Your child is still watching you to see how to manage emotions. Although you’re not the expert anymore, your presence can help provide structure and context. When your child feels lost and confused (which often looks like anger and depression), you can help him to uncover his own inner wisdom and offer your assistance. When we do that, we invite him to trust us. When we don’t do that, he may seek peer companionship for order and belonging. It’s okay for a teenager to want a parent’s help. We all seek interdependence…to give and receive from others. You’ll hear how stupid and over-protective parents are. Don’t take it personally. Friends will often show solidarity and support in this way.

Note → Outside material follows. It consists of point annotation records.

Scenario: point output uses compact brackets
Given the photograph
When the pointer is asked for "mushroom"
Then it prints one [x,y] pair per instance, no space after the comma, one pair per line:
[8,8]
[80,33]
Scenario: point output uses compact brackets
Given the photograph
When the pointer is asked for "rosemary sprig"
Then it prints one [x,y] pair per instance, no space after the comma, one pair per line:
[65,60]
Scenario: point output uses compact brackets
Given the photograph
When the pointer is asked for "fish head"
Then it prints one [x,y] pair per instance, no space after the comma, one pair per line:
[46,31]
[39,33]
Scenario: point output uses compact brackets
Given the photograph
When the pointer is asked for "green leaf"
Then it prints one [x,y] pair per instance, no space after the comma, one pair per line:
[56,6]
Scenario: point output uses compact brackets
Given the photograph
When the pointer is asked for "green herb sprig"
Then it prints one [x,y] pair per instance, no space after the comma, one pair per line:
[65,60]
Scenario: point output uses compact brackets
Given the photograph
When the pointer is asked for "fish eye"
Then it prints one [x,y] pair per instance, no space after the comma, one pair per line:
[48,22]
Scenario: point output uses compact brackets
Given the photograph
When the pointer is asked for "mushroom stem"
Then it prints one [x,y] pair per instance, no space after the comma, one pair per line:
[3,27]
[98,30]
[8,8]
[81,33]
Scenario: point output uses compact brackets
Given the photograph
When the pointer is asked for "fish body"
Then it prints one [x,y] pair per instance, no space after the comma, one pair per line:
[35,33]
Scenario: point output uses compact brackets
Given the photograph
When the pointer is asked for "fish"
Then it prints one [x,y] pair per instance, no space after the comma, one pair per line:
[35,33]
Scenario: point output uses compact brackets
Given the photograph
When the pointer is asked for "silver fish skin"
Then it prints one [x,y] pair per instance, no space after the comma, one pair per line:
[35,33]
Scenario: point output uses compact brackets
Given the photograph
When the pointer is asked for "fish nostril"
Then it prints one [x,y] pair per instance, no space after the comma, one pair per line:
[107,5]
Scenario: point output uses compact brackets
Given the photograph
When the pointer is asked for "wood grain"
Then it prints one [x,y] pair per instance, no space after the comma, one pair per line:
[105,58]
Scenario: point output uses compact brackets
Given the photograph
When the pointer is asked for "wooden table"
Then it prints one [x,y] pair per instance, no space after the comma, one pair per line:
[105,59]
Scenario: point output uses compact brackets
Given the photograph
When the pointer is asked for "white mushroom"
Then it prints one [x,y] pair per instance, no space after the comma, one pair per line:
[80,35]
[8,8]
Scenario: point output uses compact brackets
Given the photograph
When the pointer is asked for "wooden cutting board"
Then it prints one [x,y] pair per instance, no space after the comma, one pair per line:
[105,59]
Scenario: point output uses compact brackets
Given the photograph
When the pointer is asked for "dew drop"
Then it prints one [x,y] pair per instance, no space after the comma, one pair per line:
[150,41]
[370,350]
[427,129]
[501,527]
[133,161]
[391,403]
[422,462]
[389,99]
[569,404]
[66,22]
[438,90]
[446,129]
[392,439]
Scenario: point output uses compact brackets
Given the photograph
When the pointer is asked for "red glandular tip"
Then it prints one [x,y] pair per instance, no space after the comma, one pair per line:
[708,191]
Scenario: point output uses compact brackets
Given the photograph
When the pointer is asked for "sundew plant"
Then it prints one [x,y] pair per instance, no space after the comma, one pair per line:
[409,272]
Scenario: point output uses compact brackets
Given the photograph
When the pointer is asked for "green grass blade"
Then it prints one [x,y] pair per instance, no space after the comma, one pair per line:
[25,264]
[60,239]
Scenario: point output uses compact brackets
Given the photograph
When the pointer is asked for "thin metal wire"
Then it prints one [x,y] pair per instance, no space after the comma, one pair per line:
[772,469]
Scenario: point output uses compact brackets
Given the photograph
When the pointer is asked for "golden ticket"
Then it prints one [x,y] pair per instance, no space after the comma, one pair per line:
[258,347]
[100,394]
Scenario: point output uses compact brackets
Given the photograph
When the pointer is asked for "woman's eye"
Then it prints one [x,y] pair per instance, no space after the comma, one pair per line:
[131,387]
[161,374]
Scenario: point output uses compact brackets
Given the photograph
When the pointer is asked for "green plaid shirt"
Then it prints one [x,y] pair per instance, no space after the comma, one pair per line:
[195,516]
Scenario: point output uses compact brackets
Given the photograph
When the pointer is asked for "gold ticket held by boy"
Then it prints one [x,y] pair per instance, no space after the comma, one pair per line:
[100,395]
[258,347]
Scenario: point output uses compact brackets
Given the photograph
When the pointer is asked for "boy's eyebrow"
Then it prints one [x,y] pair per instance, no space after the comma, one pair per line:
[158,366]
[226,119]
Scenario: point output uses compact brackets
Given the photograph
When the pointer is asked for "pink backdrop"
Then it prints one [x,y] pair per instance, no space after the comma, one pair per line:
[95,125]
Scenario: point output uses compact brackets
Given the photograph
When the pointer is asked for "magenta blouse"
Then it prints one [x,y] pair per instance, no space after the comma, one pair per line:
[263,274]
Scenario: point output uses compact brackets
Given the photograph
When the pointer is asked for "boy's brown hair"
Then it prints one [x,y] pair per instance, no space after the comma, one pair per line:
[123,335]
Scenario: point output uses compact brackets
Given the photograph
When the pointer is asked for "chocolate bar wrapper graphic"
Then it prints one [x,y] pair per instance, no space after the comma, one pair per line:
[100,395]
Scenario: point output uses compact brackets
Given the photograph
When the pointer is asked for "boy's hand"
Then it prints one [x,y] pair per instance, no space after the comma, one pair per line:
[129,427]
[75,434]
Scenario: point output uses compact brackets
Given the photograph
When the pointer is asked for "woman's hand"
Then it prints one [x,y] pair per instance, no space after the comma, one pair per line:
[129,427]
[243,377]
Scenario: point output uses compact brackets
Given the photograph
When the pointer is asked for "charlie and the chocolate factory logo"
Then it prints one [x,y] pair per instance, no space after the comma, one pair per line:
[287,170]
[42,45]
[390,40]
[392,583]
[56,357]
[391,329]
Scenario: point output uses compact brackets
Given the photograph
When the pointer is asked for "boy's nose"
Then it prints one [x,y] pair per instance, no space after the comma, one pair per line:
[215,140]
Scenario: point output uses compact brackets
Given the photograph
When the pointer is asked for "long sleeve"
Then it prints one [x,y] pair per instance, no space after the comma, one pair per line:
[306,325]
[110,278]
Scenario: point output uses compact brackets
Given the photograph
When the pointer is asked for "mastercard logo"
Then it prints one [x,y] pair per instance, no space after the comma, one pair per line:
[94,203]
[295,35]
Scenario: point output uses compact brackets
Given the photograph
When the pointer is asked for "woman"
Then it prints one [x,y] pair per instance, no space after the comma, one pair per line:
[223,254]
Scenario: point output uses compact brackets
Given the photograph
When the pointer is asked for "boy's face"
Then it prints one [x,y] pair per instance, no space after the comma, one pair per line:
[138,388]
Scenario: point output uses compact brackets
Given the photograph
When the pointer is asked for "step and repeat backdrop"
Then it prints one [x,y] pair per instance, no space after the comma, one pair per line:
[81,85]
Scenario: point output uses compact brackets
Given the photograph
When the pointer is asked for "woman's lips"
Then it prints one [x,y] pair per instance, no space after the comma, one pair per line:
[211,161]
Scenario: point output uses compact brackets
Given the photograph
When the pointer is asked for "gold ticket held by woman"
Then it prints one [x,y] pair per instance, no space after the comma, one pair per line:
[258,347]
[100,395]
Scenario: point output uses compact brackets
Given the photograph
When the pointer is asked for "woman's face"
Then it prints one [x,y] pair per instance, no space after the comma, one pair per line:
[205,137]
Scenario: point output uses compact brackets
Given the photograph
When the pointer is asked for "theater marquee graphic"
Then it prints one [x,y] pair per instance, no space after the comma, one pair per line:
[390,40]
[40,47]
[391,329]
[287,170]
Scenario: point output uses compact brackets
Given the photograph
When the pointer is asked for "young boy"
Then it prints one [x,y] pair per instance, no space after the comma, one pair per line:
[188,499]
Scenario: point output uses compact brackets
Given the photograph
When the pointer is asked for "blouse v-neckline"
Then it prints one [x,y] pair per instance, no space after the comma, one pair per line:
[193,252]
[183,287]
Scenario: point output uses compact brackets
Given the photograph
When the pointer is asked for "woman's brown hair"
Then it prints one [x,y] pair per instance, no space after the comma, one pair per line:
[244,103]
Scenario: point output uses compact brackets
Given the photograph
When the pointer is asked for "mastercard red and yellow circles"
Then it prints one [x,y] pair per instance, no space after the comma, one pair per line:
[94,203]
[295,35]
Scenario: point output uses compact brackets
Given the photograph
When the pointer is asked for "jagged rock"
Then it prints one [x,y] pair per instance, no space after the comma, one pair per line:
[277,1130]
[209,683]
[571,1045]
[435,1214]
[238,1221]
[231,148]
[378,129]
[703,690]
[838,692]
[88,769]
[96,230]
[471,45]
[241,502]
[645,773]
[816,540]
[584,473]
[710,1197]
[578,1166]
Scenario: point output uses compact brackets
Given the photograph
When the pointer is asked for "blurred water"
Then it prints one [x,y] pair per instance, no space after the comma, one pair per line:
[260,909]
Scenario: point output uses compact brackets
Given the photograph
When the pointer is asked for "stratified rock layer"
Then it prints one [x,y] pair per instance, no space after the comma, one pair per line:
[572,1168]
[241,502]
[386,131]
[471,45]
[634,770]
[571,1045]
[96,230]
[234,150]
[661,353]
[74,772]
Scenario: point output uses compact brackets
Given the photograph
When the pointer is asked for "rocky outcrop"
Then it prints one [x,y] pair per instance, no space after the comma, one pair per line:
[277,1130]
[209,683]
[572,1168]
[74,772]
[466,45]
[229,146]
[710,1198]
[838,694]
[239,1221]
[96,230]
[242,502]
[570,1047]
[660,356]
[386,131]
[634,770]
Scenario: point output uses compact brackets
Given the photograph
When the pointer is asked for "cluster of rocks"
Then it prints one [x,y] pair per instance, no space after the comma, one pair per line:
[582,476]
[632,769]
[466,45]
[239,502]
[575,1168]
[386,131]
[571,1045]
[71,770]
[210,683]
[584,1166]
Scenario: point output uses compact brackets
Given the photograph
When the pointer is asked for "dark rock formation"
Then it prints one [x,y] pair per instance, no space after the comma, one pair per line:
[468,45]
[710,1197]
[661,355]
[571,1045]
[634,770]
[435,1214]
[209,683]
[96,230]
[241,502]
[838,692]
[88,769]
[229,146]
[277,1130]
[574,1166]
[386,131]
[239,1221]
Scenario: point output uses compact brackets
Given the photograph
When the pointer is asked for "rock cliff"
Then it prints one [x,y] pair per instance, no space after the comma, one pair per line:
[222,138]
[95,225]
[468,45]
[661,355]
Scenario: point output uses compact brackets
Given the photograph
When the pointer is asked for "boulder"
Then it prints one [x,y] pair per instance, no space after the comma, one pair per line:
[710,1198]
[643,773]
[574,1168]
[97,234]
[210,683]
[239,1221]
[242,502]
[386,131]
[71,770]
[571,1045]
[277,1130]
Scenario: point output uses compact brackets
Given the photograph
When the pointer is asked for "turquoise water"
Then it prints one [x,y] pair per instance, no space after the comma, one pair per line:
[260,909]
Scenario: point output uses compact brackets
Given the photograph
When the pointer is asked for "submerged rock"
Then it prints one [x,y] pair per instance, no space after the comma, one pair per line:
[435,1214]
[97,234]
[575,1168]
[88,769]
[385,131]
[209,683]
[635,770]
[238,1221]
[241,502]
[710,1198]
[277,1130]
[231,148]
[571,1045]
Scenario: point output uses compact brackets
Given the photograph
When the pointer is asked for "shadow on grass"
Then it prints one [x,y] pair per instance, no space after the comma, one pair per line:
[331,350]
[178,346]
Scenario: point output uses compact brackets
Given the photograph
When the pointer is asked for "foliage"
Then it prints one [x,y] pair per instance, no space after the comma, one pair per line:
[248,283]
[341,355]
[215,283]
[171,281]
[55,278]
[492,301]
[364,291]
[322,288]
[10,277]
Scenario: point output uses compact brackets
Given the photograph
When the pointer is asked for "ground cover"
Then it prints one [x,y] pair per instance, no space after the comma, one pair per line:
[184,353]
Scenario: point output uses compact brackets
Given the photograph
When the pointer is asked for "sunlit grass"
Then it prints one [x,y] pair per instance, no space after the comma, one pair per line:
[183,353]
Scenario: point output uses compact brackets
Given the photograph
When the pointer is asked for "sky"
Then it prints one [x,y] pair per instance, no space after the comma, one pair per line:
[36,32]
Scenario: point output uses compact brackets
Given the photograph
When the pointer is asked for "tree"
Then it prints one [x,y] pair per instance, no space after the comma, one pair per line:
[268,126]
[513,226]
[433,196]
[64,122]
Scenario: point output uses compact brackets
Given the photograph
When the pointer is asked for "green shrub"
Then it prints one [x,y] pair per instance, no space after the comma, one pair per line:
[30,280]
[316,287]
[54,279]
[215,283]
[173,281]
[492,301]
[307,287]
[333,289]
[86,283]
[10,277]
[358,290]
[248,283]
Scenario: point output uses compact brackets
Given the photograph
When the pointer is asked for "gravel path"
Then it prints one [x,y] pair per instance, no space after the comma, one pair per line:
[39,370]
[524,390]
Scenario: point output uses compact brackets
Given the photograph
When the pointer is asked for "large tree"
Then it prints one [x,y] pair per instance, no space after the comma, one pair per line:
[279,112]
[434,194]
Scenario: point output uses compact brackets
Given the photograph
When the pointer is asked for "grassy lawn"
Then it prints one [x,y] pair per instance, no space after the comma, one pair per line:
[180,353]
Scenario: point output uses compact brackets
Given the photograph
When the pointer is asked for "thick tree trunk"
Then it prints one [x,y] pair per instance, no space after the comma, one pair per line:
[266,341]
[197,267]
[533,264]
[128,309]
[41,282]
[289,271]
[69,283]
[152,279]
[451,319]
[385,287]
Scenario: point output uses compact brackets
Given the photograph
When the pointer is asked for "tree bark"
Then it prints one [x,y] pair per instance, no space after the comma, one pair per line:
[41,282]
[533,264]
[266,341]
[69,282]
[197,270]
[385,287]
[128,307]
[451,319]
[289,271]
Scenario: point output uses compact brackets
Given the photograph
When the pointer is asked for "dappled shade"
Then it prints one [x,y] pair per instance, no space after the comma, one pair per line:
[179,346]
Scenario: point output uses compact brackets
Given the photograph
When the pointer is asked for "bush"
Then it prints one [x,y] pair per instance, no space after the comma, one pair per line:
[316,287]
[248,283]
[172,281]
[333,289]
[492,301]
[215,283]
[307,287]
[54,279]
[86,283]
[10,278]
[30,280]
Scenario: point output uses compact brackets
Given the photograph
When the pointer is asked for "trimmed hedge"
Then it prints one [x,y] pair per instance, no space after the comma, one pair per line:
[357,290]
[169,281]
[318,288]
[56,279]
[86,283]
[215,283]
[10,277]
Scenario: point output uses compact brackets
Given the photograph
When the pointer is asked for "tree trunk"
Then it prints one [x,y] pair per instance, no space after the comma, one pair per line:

“Perhaps we think that if we don’t push a little, they will never leave the nest. Human beings are not like birds in this respect. The more children are pushed, the tighter they cling—or, failing that, they nest with someone else.” Drs. Gordon Neufeld and Gabor Maté in Hold On To Your Kids
5) Safety and peace of mind are met when you know your child’s friends, their parents, and the other adults in your teen’s life who share similar family values. Your child is going to seek out the guidance of other adults and peers. You can surround yourself and your family with a caring community who can support your child. This community can come from friends, a faith community, school, neighbourhood, or other social group.
I wish you and your family deep connection, understanding, and adventure.